# reel seat, handle grip, and tip tp for rainshadow 1418?



## chinookhead (Dec 13, 2004)

I'm going to put a size 12 ringed alcanite BMNAT or SIC MNST tip top on my rod (getting alcanite guides). Are the alcanite tip tops more durable. I hear of guys complaining about the SIC tops popping out. What size tube do i get for the tip top on this blank? Also, are these tip tops the tips people call the "no snag" tip tops. If not, which tip tops are the no snag ones? 

Also, which fuji reel seat do would u suggest? It'll have a 525mag or 6500 abu on it.

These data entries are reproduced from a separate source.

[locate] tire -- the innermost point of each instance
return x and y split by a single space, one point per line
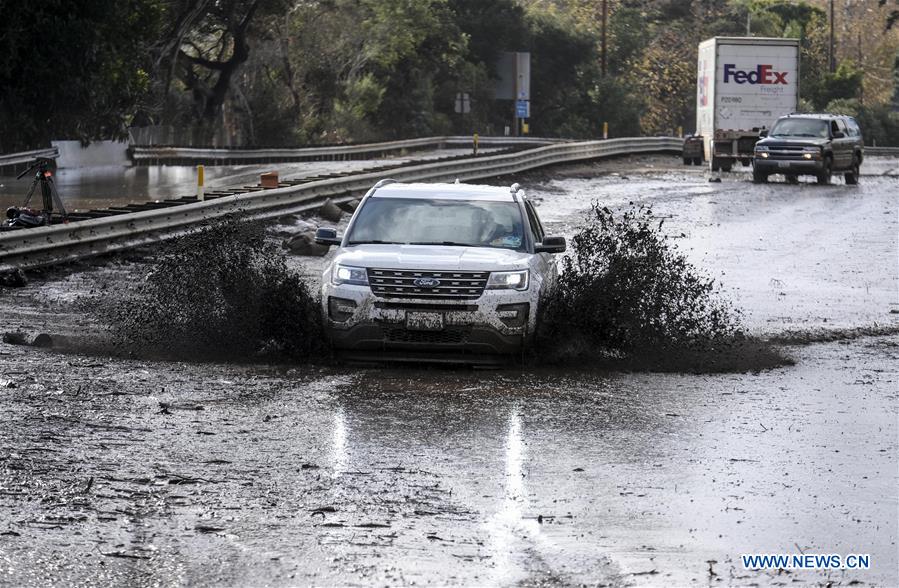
852 175
824 176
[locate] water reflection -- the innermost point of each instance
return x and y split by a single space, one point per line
339 451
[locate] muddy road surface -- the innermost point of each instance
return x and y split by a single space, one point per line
159 473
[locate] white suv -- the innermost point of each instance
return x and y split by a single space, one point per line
435 271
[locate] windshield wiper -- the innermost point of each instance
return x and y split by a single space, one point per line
449 243
374 242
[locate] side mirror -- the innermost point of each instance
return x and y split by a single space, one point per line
327 237
551 245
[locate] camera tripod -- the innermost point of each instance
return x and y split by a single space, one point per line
44 177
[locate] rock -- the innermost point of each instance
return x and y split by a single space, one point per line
350 206
13 279
304 244
330 211
14 338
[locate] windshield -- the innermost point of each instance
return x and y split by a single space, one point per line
800 127
419 221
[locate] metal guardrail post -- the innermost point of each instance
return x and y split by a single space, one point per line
61 243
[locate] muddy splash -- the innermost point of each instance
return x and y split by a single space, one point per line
627 297
221 292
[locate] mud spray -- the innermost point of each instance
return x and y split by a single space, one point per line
222 292
626 299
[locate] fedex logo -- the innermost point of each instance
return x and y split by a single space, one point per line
763 74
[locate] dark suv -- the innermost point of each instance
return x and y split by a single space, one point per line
809 144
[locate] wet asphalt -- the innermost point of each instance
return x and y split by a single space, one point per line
136 472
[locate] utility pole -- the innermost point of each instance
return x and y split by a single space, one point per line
605 15
831 57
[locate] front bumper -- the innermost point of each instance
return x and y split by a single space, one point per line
788 166
469 327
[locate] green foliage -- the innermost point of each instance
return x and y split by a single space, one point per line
879 123
72 69
320 71
845 83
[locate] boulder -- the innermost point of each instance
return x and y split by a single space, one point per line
350 206
13 279
330 211
14 338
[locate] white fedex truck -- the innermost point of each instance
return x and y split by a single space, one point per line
743 85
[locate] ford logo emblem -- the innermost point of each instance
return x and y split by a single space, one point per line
427 282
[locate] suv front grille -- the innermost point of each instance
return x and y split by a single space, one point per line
448 336
389 283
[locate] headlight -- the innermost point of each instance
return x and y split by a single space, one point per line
508 280
345 274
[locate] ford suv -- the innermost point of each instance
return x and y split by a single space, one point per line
810 144
437 272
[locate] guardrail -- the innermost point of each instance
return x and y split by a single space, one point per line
881 150
28 156
153 155
60 243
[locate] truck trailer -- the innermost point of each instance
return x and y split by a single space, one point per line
743 85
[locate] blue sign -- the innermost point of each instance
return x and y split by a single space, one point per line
523 108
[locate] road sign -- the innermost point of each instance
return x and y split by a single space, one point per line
523 108
514 71
463 103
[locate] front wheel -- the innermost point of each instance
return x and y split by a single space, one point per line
824 176
852 175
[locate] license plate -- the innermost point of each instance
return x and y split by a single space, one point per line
424 321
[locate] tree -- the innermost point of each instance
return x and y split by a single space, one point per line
72 69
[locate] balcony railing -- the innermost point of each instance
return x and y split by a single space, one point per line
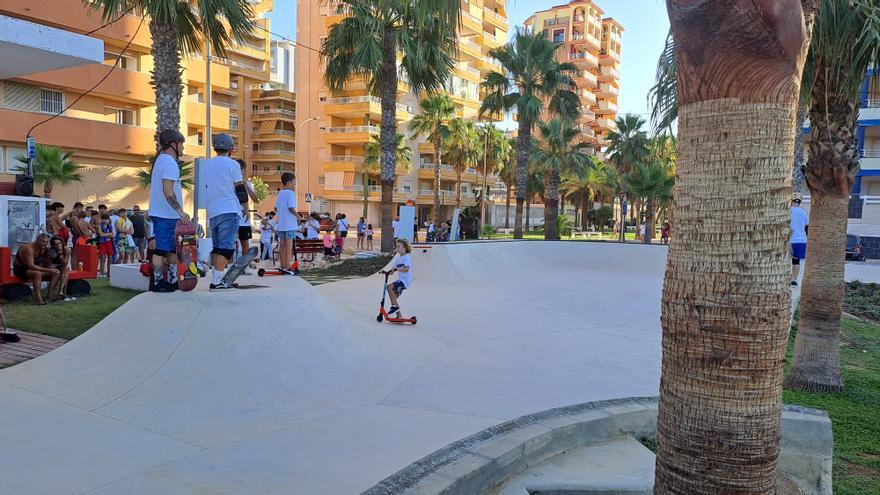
346 159
373 129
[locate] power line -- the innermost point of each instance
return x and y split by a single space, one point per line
118 59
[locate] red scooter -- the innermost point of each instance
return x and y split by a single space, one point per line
384 314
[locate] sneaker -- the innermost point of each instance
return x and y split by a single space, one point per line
221 286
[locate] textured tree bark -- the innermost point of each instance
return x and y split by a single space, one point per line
726 295
523 146
388 136
166 77
831 167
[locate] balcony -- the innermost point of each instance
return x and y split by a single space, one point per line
605 107
494 18
583 59
609 74
607 91
348 135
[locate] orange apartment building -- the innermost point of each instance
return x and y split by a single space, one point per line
593 45
334 128
111 129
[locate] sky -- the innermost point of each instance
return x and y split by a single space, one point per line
644 21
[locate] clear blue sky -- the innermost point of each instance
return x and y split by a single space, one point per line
645 23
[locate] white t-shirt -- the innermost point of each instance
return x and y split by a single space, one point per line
245 215
165 168
221 173
287 221
799 222
406 278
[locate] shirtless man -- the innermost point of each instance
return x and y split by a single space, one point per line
26 266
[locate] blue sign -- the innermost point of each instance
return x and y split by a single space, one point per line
32 147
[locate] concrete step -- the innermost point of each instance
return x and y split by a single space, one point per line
622 466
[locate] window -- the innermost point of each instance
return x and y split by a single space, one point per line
51 101
126 117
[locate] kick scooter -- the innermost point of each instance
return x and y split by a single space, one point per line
384 314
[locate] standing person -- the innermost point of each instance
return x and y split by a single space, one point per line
362 227
800 224
58 257
166 198
224 194
285 207
105 245
125 245
139 232
28 265
403 267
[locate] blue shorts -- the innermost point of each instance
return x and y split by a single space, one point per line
397 287
224 231
798 250
163 230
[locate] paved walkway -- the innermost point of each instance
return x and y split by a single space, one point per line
30 346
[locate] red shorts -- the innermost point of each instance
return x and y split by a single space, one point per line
105 249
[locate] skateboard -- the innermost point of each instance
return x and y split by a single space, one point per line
187 255
240 264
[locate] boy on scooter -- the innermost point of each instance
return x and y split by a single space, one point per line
403 267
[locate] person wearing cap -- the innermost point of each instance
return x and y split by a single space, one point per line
166 200
225 192
799 225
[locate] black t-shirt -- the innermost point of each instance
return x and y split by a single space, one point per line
140 226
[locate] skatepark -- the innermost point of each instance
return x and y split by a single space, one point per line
290 388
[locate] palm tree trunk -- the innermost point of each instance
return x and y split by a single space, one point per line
166 76
726 295
437 157
388 136
507 209
831 167
523 147
815 364
551 204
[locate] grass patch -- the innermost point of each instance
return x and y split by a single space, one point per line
67 320
854 412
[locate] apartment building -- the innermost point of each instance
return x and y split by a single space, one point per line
111 129
333 128
593 44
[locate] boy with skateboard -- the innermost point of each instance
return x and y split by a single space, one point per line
225 190
403 267
288 223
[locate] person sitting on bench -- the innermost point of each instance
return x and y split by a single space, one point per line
25 267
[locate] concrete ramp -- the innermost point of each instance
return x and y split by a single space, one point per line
294 389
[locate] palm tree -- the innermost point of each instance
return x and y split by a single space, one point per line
176 25
187 182
651 184
845 44
726 295
433 121
464 148
533 81
558 151
52 166
628 149
367 43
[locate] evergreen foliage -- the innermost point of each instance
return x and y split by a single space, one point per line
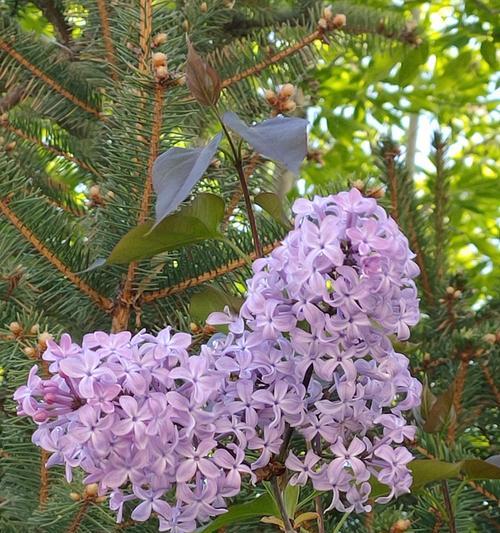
84 114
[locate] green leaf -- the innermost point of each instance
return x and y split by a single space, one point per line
291 498
272 204
262 506
478 469
411 63
427 471
488 51
194 223
211 299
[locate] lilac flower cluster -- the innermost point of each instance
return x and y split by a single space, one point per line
137 412
310 351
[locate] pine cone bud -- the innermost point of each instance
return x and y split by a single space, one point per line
159 39
270 96
289 106
322 23
159 59
30 352
15 328
490 338
91 490
43 338
287 90
339 21
161 73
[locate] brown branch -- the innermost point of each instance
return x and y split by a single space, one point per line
236 197
125 302
457 398
491 382
276 58
56 18
52 149
390 162
43 494
12 98
75 525
53 84
106 37
203 278
101 301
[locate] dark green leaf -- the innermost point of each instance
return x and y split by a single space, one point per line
281 139
194 223
262 506
489 53
272 204
177 171
478 469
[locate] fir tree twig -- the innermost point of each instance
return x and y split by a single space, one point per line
48 147
75 524
53 84
101 301
106 37
150 297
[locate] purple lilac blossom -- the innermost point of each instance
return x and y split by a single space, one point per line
310 349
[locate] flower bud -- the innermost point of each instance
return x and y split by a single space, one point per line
43 338
339 21
287 90
159 39
289 106
161 73
490 338
159 59
30 352
15 328
270 96
91 490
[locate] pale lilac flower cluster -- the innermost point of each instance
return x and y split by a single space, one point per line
310 350
139 416
318 315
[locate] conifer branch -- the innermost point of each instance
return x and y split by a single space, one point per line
123 307
491 382
56 18
43 494
75 525
50 148
478 488
12 98
390 152
457 398
275 58
101 301
106 37
203 278
53 84
236 197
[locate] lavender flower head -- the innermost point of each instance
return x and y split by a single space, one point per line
310 351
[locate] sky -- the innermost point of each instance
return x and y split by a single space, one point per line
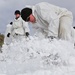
7 8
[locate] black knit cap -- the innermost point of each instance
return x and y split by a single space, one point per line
26 12
17 12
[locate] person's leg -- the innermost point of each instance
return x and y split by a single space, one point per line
65 27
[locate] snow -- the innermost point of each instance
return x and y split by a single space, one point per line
36 56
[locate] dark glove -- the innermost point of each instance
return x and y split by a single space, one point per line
8 35
27 34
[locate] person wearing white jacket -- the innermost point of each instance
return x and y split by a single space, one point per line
51 20
19 28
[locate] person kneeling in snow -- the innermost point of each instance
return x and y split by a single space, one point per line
49 19
19 28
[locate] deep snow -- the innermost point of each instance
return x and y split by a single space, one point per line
38 57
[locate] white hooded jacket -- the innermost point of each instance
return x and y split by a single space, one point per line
19 27
48 16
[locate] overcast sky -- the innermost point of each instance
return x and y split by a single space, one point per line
7 8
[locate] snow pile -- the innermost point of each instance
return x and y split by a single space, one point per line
38 57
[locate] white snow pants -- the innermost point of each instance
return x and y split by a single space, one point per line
65 26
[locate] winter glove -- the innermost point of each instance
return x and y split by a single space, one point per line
27 34
8 35
51 37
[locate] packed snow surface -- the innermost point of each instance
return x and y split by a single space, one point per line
36 56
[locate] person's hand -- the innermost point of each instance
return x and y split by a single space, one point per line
8 35
27 34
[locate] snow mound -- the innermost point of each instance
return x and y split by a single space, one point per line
36 56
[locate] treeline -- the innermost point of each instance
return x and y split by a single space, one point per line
1 39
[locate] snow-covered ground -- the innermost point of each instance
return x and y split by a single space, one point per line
38 57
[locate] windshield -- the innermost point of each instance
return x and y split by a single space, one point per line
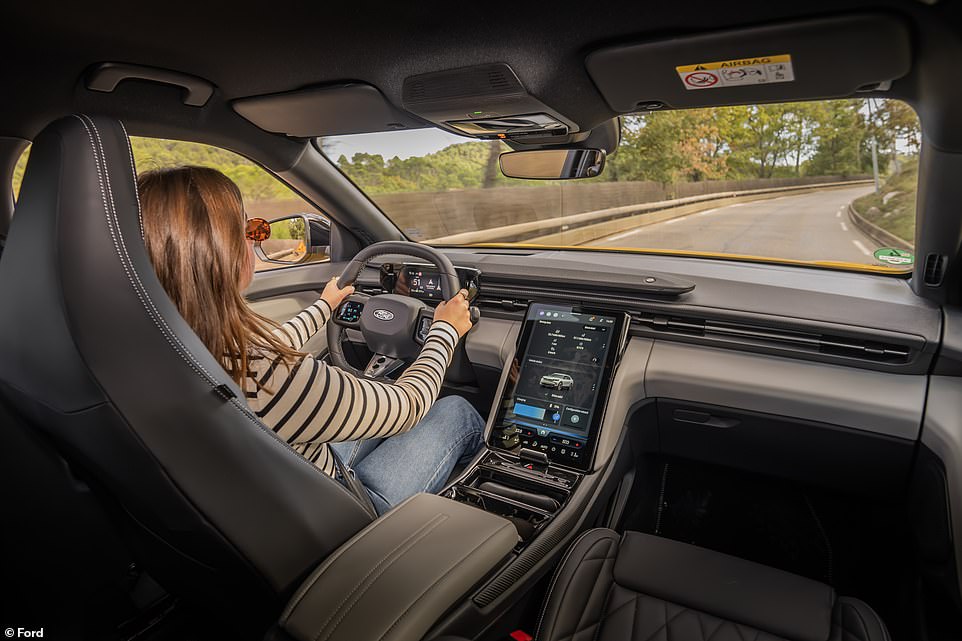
830 182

Debating between shrink tube and cork tape...thinking shrink tube b/c I want it light..can't think of any advantage to cork except personal preference.


----------



## Iceman (Jan 12, 2004)

*1418*

CH, you're on the right track. The BMNAT tops are all I use when building with alconite guides they are also the recommened tops with the Fuji LR guides. I haven't built a 1418 in a couple of months but if I remember correctly the tube size is in the 10 to 11 mm size. As far as the grip, personal preferance but alot of rods that come out my shop have heat shrink as opposed to cork tape. Me personally I like keeping the overall blank dia. as small as possible. Hope this helps.

Ron


----------